24 The applicant contended that the Tribunal misunderstood the evidence of Professor Freeman and that, at [11.3] of his report, he did in fact make recommendations as to future treatment, in particular for the applicant’s methamphetamine dependency disorder.
25 The Minister, noting that [11.3] was directed to the risks of recidivism, submitted that Professor Freeman made no recommendations for future treatment. According to the Minister, the community based relapse prevention interventions and other steps “encouraged” by Professor Freeman were not “indicative of treatment in any sense”. The Minister submitted that [11.3] of Professor Freeman’s report and the Tribunal’s statements at [244] need to be understood also in the context of the cross-examination of Professor Freeman at [11.3]. The following evidence was given in cross-examination:
That’s all right. In paragraph 11.3 you said that he will need to be vigilant of relapse for an extended period of time as methamphetamine dependency is usually chronic and requires lasting after care; are you able to say generally how long someone needs to remain vigilant for seemingly to avoid relapse?---Look, that’s a very different - (1) to be able to predict the likelihood of violence in the future with somebody is quite challenging; (2) to be able to determine how long somebody needs to be vigilant for is even more difficult but to err on the side of caution they need to be vigilant indefinitely. They need to be aware of high risk situations, high risk negative peer support group, yes, because historically methamphetamine dependency is a dependency which some people can relapse back into so it would need to be vigilant into the foreseeable future which I would imagine would, yes, an extended period of time. He certainly wouldn’t want to be associating with this past drug support network or anything like that.

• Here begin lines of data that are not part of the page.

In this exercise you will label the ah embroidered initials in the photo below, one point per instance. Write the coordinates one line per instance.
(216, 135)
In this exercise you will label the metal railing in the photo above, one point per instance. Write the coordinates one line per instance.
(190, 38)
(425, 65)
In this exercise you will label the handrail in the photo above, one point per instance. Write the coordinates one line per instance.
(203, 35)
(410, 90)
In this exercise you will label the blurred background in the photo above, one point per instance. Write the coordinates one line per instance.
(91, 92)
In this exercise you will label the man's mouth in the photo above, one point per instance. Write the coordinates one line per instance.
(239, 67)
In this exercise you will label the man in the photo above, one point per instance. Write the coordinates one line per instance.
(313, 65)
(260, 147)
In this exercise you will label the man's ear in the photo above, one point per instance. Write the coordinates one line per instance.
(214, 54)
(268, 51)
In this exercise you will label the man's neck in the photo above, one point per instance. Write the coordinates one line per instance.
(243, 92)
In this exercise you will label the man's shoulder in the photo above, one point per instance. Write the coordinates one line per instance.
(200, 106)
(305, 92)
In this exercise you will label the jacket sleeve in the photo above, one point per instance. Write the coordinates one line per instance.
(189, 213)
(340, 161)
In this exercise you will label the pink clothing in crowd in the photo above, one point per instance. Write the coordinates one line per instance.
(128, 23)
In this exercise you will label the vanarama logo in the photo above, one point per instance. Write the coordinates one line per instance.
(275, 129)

Thank you. You’ve said that he should be encouraged to engage in community-based relapse prevention services such as DrugARM; is it the case that if he does not engage in a service like that his risk of relapse would increase?---That’s a good question and it’s a difficult question to answer conclusively. On the one hand does the applicant have an appropriate level of insight and self-awareness to development a relapse prevention plan where void using in the future? Probably.

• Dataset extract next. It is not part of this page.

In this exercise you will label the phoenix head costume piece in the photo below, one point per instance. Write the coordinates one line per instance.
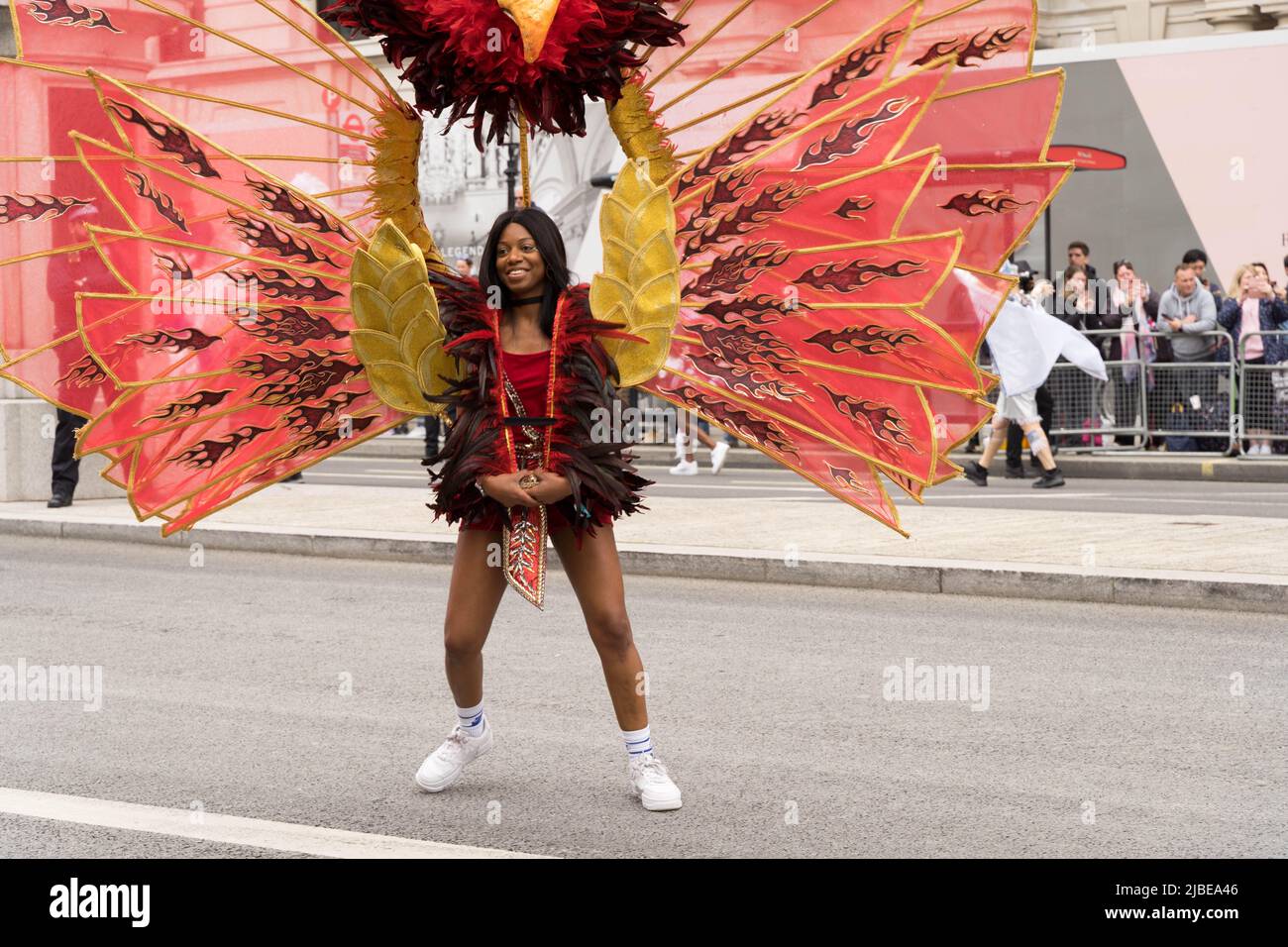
(803, 247)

Would the relapse skills be solidified or strengthened if he did engage in some complimentary monitoring over a period of time? It couldn’t certainly couldn’t hurt. You know, I’m not suggesting that that needs to go on for years and years and years but particularly in a high risk where he’s exposed to emotional stressors. You know, getting out of custody, getting your life back together, getting lifestyle stability. It might prove to be a protective factor if he went and spoke to somebody and reinforced his skills, yes.
Consideration
26 Paragraph 11.3 of Professor Freeman’s report is primarily directed to the risk of recidivism. The risk of recidivism was related to relapse in drug use. Professor Freeman made reference to the applicant “need[ing] to be vigilant of relapse” of his methamphetamine dependency and stated that methamphetamine dependence is “usually chronic” and “requires lasting aftercare eg, treatment, support and monitoring”. Professor Freeman was making at least two points in [11.3] of his report, only the first of which was the subject of cross-examination:
(1) First, the risks of recidivism and of relapse into methamphetamine dependency would be mitigated by engaging in community-based relapse prevention interventions, developing a secure support network, avoiding drug associates and the applicant managing his mood. These were apparently examples of things which fell within what Professor Freeman had referred to in [11.3] as “treatment, support and monitoring”.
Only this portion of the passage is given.